The sound of what is happening next door comes to me clearly, even through the coughing, the struggle for breath. Riot batons smacking naked flesh. The dull thudding of gloved fists. Boots.
Stook begins to scream, a sound that seems not human. That of an animal being savagely beaten, entirely at the mercy of his tormenters. And it continues for some minutes, the screaming and the beating.
Now, begging. Desperate, fervid pleas. Unintelligible.
The guards drag Stook out of the cell and into view face down, wrists and ankles chained behind the small of this back. Less than a dozen feet from me, they drop him, four of them returning immediately to the cell, two remaining with him, on either side.
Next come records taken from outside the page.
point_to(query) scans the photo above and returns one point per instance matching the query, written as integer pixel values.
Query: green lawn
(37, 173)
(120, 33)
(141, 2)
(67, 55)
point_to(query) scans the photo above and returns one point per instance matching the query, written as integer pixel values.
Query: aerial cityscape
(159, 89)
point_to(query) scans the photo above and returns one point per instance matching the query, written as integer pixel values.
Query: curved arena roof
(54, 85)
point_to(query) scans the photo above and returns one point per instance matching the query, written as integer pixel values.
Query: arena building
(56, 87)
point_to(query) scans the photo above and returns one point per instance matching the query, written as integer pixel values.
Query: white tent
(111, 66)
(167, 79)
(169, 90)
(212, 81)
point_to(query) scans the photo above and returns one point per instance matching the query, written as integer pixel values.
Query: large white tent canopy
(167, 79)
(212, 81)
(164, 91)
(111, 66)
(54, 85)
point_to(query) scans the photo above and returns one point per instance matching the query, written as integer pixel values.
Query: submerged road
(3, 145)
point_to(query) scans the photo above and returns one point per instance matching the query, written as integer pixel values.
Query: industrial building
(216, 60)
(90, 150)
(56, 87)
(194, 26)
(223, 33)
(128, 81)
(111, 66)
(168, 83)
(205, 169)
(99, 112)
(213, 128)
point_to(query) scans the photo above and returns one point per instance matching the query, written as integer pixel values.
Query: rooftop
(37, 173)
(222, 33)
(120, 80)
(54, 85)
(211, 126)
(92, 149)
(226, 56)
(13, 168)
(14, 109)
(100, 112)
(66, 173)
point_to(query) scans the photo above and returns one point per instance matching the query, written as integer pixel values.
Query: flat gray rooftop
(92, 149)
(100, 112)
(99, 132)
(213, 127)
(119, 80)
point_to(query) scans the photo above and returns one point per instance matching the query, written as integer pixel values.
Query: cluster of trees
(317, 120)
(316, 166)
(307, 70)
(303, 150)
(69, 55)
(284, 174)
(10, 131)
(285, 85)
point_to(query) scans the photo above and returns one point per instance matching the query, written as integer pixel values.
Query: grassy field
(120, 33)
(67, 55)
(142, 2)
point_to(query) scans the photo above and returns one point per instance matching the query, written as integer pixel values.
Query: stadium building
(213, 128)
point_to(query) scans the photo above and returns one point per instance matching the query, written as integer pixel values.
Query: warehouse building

Lifting his head, Stook opens his mouth. Perhaps trying to say something, but nothing I am able to make out. One of the guards responds by kicking him. Eight or nine times in quick succession. Twice contacting solidly with his head. The guards seem unconcerned with what he is doing.
After his kicks, Stook isn’t able to scream anymore, or beg. Face flat on the concrete and unmoving, he no longer appears conscious.
I notice that he is covered in shit. Literally. Smeared over every part of him. Real shit. Caked into his hair. It is this, I realize, that he must have covered the window of the cell door with.
Emerging from the cell again, the guards take hold of Stook’s chains and begin to pull him across the floor. It is in this way that they drag his limp and soiled form out of the cellblock.
And I know where they are taking him—to one of the large rooms in another part of the IMU that have no ceiling, are open to the elements, and have drains in their centers. They will lay him out there on the concrete near one of the drains, still in chains, and spray him down with a hose. I know, because, like countless others, I’ve been through it myself.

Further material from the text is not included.